Histologically, human carcinomas are composed of both parenchyma and stroma. Tumor-associated stromal cells (ECs, fibroblasts, smooth muscle cells and inflammatory cells, all embedded in abundant extracellular matrix) interact with each other and the cancer cells in a complex fashion and are thought to generate a favorable microenvironment for cancer cell survival.28 In this respect, EC survival may depend on the production of angiogenic factors, such as VEGF-A, by stromal cells in turn activated by growth factors released by cancer cells.29, 30 Tumor stroma, as a provider of mural cells and their corresponding growth factors, is also responsible for vessel maturation.31 It could be argued that vascular heterogeneity in tumors could arise from tumor stroma heterogeneity. Therefore, we could speculate about the existence of tumor-associated stromal cells with a high/low angiogenic profile that would determine the differences in microvessel density observed, for instance, between CRC and RCC. In the case of CRC, a low angiogenic profile could explain why ‘passenger’ ECs in xenografts did not survive after a radical microenvironmental change. Subsequent tumor hypoxia would explain murine EC recruitment.

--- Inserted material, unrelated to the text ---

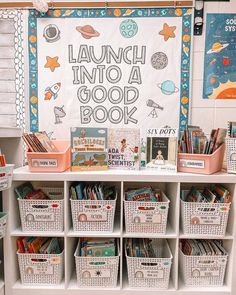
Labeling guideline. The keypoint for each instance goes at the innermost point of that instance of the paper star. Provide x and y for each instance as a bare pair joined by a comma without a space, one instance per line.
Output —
52,63
167,32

EC apoptosis has been proved to play a role in remodeling during tumor angiogenesis.20 To test if human EC substitution could be attributed to apoptotic death, we used double immunolabeling with antihuman CD34 and anti-activated caspase-3. At day 10, human ECs were unequivocally identified and some apoptotic tumor cells were detected, but we could not demonstrate apoptotic human ECs. These data suggest that apoptosis is a very early event after implantation or, alternatively, it is not responsible for the loss of human ECs. The molecular mechanisms underlying the disappearance of human ECs in this primary CRC xenograft model deserve further study.

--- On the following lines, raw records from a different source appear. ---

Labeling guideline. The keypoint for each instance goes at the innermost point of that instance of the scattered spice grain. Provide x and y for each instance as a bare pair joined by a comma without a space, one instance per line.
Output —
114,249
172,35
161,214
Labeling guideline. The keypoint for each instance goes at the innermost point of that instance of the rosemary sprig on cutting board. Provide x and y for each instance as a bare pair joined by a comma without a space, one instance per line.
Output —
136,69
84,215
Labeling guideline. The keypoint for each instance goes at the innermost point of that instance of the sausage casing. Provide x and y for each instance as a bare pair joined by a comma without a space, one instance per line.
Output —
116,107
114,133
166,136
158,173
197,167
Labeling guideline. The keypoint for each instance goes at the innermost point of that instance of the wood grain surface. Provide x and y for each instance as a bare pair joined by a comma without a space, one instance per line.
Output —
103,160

Mouse ECs not only colonize human skin grafts but also migrate following the BM tracts of preexisting human vessels.22, 23 The appearance of these ‘BM ghosts’ has also been documented in other contexts, such as regression of tumor vessels after inhibition of VEGF signaling, and they have been proposed as potential scaffolds for vessel regrowth.32 We wanted to know if this event could also take place in the CRC xenograft model. To address this question, sections were double stained with mAbs recognizing mouse CD34 and human laminin. Laminin is one of the main components of BM, and has a key role in vessel formation and stability.33 We found vessels composed of mouse CD34-positive ECs and enveloped by a BM-containing human laminin in day 10 sections. By day 30, however, human laminin could not be detected, implying the formation of an entirely murine vascular BM. These data suggest that initial colonization of CRC xenografts by murine ECs could take advantage of preexisting BM. It could be interesting to evaluate if this process plays also a role in the spontaneous remodeling of vasculature during tumor growth. Functionally, active sites within vascular BM might therefore represent an interesting therapeutic target to suppress vascular regrowth.33

In conclusion, our results suggest that special care should be taken in the analysis of the nature of EC in primary xenografts, when proposed as in vivo models of human tumor vasculature, given the contradictory results observed with different histological types of carcinoma. This discrepancy could be attributed to differences, despite their common epithelial origin, in the angiogenic profile of the tumors.